You are viewing a plain text version of this content. The canonical link for it is here.
Posted to dev@airflow.apache.org by siddharth anand <sa...@apache.org> on 2016/09/28 00:57:49 UTC

New Operator : LatestOnlyOperator

@gwax added the LatestOnlyOperator
https://github.com/apache/incubator-airflow/pull/1752


This is a really nifty operator, so I wanted to let folks know about it. A
lot of people run cron for a mix of workloads. Some jobs map to traditional
ETL workloads (e.g. load hourly data summarization for 2016-10-01T00:00:00Z).
Some are simple cron tasks -- run a database backup every night. In the
latter case, if you miss 3 runs (e.g. your dag is paused or your start date
is a few days/weeks/months/ago), you don't want to make up for lost time
and backfill all of those days. Essentially, running N database backups at
once will take your database down... We'd prefer traditional cron behavior
in these cases, not ETL behavior.

*Enter the LatestOnlyOperator.*

Place this operator upstream of any tasks that you want to skip unless the
Dagrun is the latest. You can place a trigger rule downstream to "end" its
effect. By combining a Trigger Rule with this operator, you can ensure only
portions of your dag honor this "latest only" requirement. Or simply, have
an entire DAG run in "latest only" mode by using the LatestOnlyOperator
alone, i.e. not pairing it with a TriggerRule downstream.

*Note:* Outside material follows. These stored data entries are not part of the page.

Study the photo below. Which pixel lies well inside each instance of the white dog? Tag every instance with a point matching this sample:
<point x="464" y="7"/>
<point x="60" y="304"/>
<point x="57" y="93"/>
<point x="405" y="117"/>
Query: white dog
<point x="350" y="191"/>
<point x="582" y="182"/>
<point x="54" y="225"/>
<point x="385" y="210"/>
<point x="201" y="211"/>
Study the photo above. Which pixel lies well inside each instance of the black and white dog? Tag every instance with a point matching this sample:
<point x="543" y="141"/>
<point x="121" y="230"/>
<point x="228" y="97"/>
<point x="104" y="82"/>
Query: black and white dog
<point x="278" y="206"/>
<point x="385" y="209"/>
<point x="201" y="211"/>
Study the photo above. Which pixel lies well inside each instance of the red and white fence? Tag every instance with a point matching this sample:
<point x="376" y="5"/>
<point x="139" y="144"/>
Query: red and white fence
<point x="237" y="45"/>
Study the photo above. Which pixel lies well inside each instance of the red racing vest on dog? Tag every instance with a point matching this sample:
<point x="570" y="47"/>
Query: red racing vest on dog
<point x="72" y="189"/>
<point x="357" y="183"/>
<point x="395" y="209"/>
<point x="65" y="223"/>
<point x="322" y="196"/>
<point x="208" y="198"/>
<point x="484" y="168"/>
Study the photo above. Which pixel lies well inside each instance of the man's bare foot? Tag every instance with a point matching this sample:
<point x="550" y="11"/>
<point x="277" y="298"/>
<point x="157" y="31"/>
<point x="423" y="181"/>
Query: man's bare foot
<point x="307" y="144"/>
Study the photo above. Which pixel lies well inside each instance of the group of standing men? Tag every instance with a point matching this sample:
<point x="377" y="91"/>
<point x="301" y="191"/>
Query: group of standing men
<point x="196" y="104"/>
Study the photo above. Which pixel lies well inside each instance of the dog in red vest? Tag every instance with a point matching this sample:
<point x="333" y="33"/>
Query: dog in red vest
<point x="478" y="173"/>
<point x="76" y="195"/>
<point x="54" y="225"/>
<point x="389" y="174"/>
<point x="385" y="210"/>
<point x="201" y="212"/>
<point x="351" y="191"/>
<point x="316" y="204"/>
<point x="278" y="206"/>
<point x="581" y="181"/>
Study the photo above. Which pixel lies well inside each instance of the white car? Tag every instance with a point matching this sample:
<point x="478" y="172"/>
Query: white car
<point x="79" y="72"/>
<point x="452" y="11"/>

This is a useful pattern that I have been coding around for some time by
using a ShortCircuitOperator with a python callable, where the callable
evaluates the "latest"-ness of the dag run. I suspect we have all been
re-inventing this wheel, which is where Airflow's Operators shine.

Thanks to @gwax for implementing this and sticking with a long and often
delayed review/merge process.

-s

Re: New Operator : LatestOnlyOperator

Posted by Chris Riccomini <cr...@apache.org>.
This is really really awesome work. We will definitely be using this!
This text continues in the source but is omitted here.